One of the only major offensive operations that took place during 2010 in South Kivu was illustrative of the weakness of operations against the FDLR. After more than five months of joint planning with MONUSCO, the FARDC attacked an FDLR base in the dense Itombwe forest in early August. Having forced the FDLR to retreat for five days, the FARDC soldiers complained of a lack of UN rations and they eventually departed allowing the rebels to return safely. While geography is certainly a serious obstacle, outcomes such as these can also be attributed to the interests of criminal networks within the FARDC, who have little incentive for the war to end.
Much of the focus on the international community with regards to the FDLR has been on their leaders in Europe and the US. Is this focus justified? How crucial are these leaders in running the organization?
Although few funds are actually sent to the military branch (FOCA) in the DRC, the FDLR has an elaborate political structure that supports the organization through multiple regional committees in Africa, Europe, and North America. The arrests of key FDLR political figures over the past year represent important signals that diaspora leaders cannot continue to operate with impunity. FDLR internal statutes stipulate that these political leaders are ultimately responsible for major operational decisions on the ground in the eastern Congo. However, the new President and Vice-President are now both high-ranking military commanders based in the Kivus, signifying a dramatic shift for the organization that no longer needs to rely on “detached” civilian politicians siting in European capitals for directives. This has had the perverse effect of empowering the military leadership on the ground which, according to some sources, always resented the power of the diaspora leadership anyway. This is likely an opportunity for military leaders to take decisions which will benefit themselves personally and operationally and be less concerned with responses from international media and diplomats, as illustrated through the FDLR’s marked rise in kidnappings and pillage attacks.
- The GoE was initially intended to prevent arms from entering the region to fuel the conflict. Today, however, your work is only partially related to arms trafficking. Why?

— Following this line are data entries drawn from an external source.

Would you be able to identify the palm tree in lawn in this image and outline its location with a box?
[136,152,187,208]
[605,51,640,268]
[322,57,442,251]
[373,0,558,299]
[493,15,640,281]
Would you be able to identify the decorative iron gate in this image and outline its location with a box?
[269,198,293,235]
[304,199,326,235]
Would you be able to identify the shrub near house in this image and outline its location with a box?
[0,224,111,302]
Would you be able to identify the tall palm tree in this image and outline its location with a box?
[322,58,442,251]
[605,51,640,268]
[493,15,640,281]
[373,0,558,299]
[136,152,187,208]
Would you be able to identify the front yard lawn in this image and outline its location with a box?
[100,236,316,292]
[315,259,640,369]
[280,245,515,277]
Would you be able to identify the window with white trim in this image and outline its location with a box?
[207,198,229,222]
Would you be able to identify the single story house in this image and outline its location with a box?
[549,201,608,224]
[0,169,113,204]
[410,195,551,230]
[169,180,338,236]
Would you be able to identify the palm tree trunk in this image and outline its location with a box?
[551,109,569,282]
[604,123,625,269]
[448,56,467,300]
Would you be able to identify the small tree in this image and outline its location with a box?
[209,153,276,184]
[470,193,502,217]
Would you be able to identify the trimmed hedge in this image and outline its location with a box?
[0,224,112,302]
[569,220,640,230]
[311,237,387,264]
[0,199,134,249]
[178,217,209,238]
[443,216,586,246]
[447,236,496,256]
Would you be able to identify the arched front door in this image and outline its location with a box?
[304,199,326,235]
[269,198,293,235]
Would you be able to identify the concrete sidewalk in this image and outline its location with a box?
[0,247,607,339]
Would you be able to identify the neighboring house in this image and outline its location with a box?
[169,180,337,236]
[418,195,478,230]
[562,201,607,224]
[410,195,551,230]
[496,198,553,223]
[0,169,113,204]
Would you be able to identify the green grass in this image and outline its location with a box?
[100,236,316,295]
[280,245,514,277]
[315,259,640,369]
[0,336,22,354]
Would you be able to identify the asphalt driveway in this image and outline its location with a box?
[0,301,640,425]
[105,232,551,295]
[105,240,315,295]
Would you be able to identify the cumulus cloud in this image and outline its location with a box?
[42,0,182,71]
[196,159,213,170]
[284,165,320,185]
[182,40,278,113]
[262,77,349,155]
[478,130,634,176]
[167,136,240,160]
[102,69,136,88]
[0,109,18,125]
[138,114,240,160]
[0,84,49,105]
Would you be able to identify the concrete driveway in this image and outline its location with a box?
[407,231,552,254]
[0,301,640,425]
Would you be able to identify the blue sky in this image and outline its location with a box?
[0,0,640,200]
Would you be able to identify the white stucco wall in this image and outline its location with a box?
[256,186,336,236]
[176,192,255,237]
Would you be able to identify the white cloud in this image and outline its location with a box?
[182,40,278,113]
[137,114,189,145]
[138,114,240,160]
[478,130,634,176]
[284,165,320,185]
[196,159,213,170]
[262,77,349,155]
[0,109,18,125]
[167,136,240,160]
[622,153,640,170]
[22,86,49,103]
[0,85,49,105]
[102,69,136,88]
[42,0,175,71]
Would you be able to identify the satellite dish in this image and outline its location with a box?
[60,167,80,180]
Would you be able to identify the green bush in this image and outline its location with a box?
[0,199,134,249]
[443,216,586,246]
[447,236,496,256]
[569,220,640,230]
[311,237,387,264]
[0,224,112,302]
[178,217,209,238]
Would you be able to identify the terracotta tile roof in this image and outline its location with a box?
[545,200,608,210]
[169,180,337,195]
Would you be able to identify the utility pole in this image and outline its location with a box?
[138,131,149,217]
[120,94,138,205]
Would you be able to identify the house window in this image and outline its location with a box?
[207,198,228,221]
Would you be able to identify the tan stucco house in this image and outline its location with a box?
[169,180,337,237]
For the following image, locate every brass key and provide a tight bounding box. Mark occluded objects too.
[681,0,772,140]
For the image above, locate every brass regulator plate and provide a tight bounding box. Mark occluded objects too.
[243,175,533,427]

While there still are movements of small quantities of weapons across regional borders into the DRC, as previous reports have pointed out, the majority of weapons used by armed groups in the Kivus are either leaked from FARDC stockpiles or remain from the various phases of the last 14 years of war. The Congolese government no longer has any restrictions as to the arms that that it can purchase and import as long as they are notified to the Sanctions Committee. However, the improved management of weapons held by the Congolese government is critical to ensuring that local markets are not replenished.